Some consolidation across the broader industry has already begun. Back in 2016, Canadian firm Fiera acquiring private debt manager Centria Commerce and Japanese bank Sumitomo Mitsui Banking Corporation (SMBC) bought a 5.4 percent stake in Northern Arc Capital Limited in 2019.
In March 2020, SMBC also went on to make a strategic agreement with Ares Management Corporation which included a USD384 million equity investment by the Japanese bank.
In fact, agreements such as this could be the way forward. In Wilmot’s opinion: “Rather than consolidation for consolidation’s sake, we might see more strategic alliances between managers and key investors. There’s a real appetite and relevance for private credit as a core allocation for investors. It has demonstrated strong investment features in terms of yield and downside protection; the case has been proven that it functions well as an asset class. We have already seen some instances of investors trying to get more closely involved with some managers.”

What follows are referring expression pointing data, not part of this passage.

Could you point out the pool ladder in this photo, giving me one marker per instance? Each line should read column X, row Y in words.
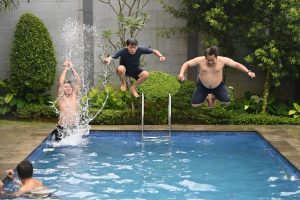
column 169, row 119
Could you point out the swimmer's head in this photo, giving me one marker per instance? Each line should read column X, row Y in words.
column 25, row 169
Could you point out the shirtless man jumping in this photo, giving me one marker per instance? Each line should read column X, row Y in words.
column 67, row 101
column 210, row 83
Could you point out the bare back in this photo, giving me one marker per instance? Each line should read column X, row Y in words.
column 68, row 109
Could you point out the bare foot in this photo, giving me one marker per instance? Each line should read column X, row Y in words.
column 123, row 87
column 134, row 92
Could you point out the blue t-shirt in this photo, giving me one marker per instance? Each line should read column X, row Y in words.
column 129, row 60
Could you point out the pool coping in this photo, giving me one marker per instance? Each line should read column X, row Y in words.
column 15, row 147
column 284, row 138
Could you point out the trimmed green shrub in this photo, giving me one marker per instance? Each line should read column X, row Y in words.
column 32, row 57
column 158, row 86
column 156, row 90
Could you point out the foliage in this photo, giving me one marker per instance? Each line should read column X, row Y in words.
column 9, row 4
column 158, row 86
column 11, row 101
column 273, row 35
column 296, row 111
column 32, row 57
column 8, row 98
column 131, row 20
column 219, row 21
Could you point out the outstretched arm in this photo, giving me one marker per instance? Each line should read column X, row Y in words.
column 64, row 73
column 157, row 53
column 107, row 60
column 239, row 66
column 78, row 80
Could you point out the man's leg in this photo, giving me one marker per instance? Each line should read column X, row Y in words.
column 211, row 99
column 222, row 94
column 121, row 73
column 141, row 78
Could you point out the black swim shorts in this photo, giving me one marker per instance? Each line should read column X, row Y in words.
column 133, row 72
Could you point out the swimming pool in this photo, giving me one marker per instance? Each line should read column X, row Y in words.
column 191, row 165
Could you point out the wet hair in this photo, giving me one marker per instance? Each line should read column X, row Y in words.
column 131, row 41
column 25, row 169
column 211, row 51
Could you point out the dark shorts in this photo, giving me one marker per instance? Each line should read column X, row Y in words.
column 61, row 131
column 133, row 72
column 201, row 93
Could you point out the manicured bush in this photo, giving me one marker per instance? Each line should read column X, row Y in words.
column 32, row 57
column 158, row 86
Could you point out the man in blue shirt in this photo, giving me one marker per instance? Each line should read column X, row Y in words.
column 130, row 63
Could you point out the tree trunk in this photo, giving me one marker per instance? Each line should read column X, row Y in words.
column 266, row 92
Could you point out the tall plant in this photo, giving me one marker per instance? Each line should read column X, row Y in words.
column 9, row 4
column 273, row 36
column 131, row 19
column 32, row 57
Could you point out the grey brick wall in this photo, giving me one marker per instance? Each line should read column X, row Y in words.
column 54, row 13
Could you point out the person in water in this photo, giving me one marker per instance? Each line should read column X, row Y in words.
column 210, row 85
column 129, row 63
column 68, row 102
column 27, row 184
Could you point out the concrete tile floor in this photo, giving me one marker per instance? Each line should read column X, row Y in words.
column 16, row 143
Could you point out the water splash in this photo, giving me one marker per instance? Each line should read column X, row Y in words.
column 78, row 42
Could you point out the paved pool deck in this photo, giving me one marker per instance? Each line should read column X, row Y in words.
column 17, row 142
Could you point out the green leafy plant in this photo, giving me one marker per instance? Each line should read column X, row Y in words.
column 156, row 90
column 32, row 57
column 8, row 98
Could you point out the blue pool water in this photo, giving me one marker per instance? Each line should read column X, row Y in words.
column 120, row 165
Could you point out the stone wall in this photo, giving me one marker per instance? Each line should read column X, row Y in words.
column 53, row 13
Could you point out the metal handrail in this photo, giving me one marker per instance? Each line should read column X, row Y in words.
column 142, row 118
column 169, row 113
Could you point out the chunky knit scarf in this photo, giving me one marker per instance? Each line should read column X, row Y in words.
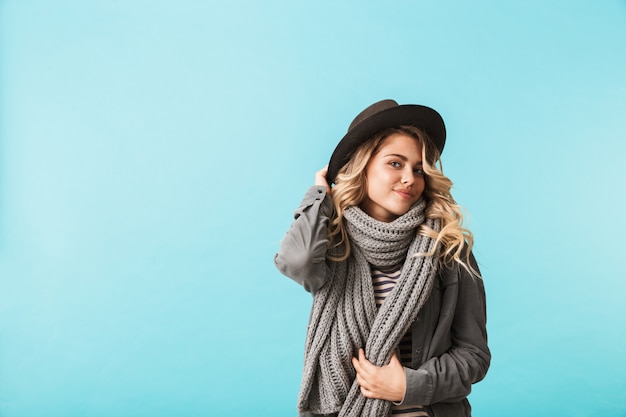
column 344, row 316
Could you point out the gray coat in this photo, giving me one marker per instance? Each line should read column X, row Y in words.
column 450, row 351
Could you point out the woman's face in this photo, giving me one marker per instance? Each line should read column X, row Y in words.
column 395, row 179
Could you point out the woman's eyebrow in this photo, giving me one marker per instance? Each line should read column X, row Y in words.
column 404, row 158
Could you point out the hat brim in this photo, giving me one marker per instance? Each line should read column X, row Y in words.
column 406, row 114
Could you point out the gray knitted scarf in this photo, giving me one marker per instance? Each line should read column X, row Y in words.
column 344, row 316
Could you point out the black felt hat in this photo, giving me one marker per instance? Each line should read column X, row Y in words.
column 379, row 116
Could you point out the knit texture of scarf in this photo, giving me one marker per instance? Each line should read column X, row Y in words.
column 344, row 316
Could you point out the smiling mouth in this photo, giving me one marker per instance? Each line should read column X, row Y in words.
column 404, row 194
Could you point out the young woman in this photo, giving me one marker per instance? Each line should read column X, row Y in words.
column 398, row 318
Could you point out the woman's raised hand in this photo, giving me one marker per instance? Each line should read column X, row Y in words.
column 320, row 179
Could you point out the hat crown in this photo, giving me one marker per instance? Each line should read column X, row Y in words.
column 372, row 110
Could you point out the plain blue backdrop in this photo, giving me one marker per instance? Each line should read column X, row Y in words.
column 152, row 154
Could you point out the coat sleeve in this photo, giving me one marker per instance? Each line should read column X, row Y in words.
column 448, row 377
column 302, row 252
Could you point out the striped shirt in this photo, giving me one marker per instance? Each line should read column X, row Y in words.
column 384, row 280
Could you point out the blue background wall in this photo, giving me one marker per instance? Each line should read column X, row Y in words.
column 152, row 152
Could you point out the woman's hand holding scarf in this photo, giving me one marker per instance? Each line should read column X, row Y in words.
column 383, row 382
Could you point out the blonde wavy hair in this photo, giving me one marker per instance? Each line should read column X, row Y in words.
column 350, row 190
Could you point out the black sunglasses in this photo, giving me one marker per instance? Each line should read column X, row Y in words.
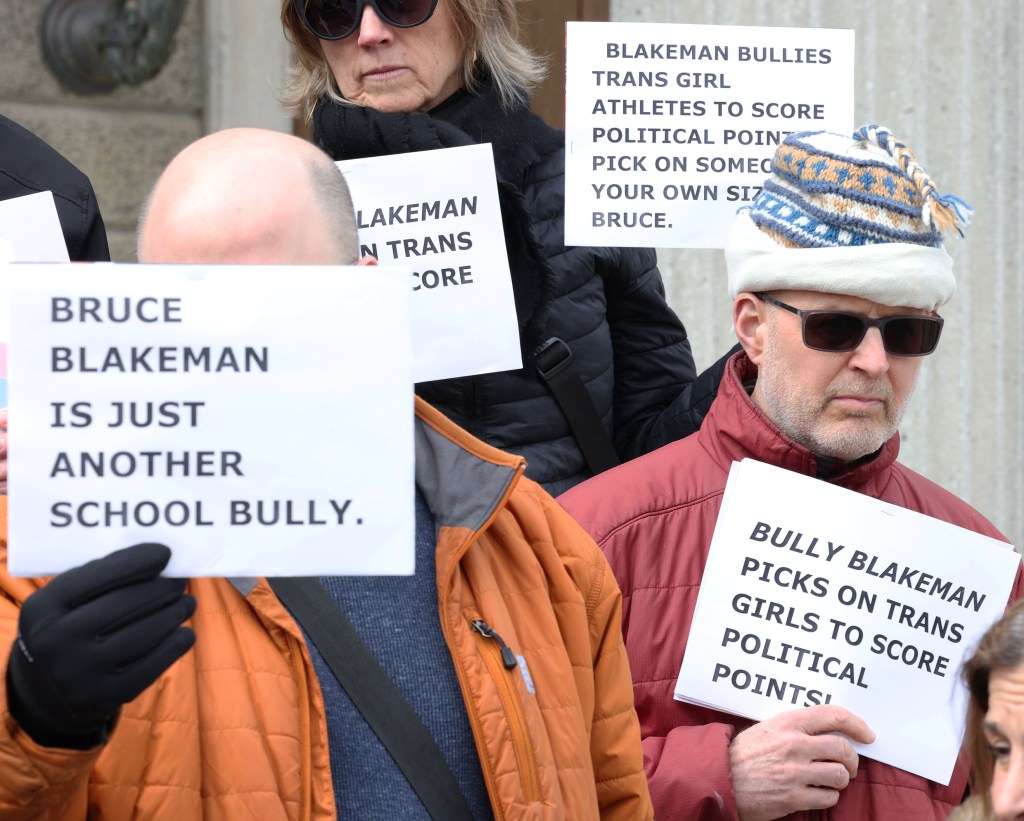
column 836, row 332
column 336, row 19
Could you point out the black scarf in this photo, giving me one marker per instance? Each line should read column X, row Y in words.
column 518, row 138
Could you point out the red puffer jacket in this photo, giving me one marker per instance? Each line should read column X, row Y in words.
column 656, row 537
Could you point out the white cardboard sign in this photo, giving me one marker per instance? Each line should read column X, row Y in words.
column 814, row 594
column 671, row 128
column 231, row 413
column 32, row 226
column 437, row 212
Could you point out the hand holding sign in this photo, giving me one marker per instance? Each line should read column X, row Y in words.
column 793, row 762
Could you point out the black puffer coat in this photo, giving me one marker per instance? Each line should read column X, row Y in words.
column 28, row 166
column 607, row 304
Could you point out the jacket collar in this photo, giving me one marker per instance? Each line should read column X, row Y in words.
column 464, row 480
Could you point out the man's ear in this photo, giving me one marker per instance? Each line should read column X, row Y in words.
column 750, row 318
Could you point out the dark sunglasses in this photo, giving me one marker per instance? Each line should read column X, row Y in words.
column 336, row 19
column 836, row 332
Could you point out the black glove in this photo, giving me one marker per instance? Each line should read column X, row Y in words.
column 92, row 640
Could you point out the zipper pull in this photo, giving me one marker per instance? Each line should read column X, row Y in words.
column 508, row 657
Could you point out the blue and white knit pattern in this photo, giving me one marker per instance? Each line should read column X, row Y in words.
column 821, row 199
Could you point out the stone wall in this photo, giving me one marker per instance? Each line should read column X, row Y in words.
column 948, row 84
column 121, row 139
column 227, row 62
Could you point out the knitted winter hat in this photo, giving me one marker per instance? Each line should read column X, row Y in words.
column 860, row 218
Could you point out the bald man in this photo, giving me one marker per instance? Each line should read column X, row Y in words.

Evidence of this can be observed in the market. The Arizona State Retirement System stated it is looking to dedicate USD1 in every USD6 it manages to direct lending and Calpers is reportedly changing its investment policy which currently sees the fund not investing in the space.
Other US pension fund behemoths like the California State Teachers Retirement System (Calstrs) the New York State Common Retirement Fund, the Ohio Police & Fire Pension Fund and the Illinois Teachers’ Retirement System, have all declared their continued interest and allocation plans in relation to private debt.
According to Dietzsch the consolidation is going to have a barbell effect on the private debt industry with large players at one end and smaller niche managers at the other: “The players which are currently stuck in the middle will most likely drop out. There are niche managers who offer very bespoke solutions to companies and those will remain. The rest of the market will likely be made up of the larger managers who can absorb those middle-of-the-road groups. They are the ones that have, besides the market access, the necessary capacity and scale to maintain a deep insight into the different credits to ensure they don’t loosen their lending strategy.”
“I don’t see consolidation happening in the sense of private funds acquiring other private funds. It’s more likely that large, established funds will grow and funds that don’t have the necessary scale or track record will either slowly drift away or will have difficulty raising follow-on funds.
“If you fast forward six or seven years, I’d expect the number of European private debt managers to have reduced while the overall size of the European private debt market will have continued to increase. There will be larger funds with a reduced number of players, which shouldn’t be surprising given this is the natural consequence of a market maturing,” observes Mark Brenke, Head of Private Debt & Managing Director, Ardian.
Aani Nerlekar, Director, Solutions Consulting, SS&C Advent, gives his view: “There will always be room [in the market] for smaller niche players who purchase credit card debt [and the like], which can provide a good return but in lower volumes. I see the larger players moving towards issuance of loans and buying loans in the secondary market for higher potential returns.”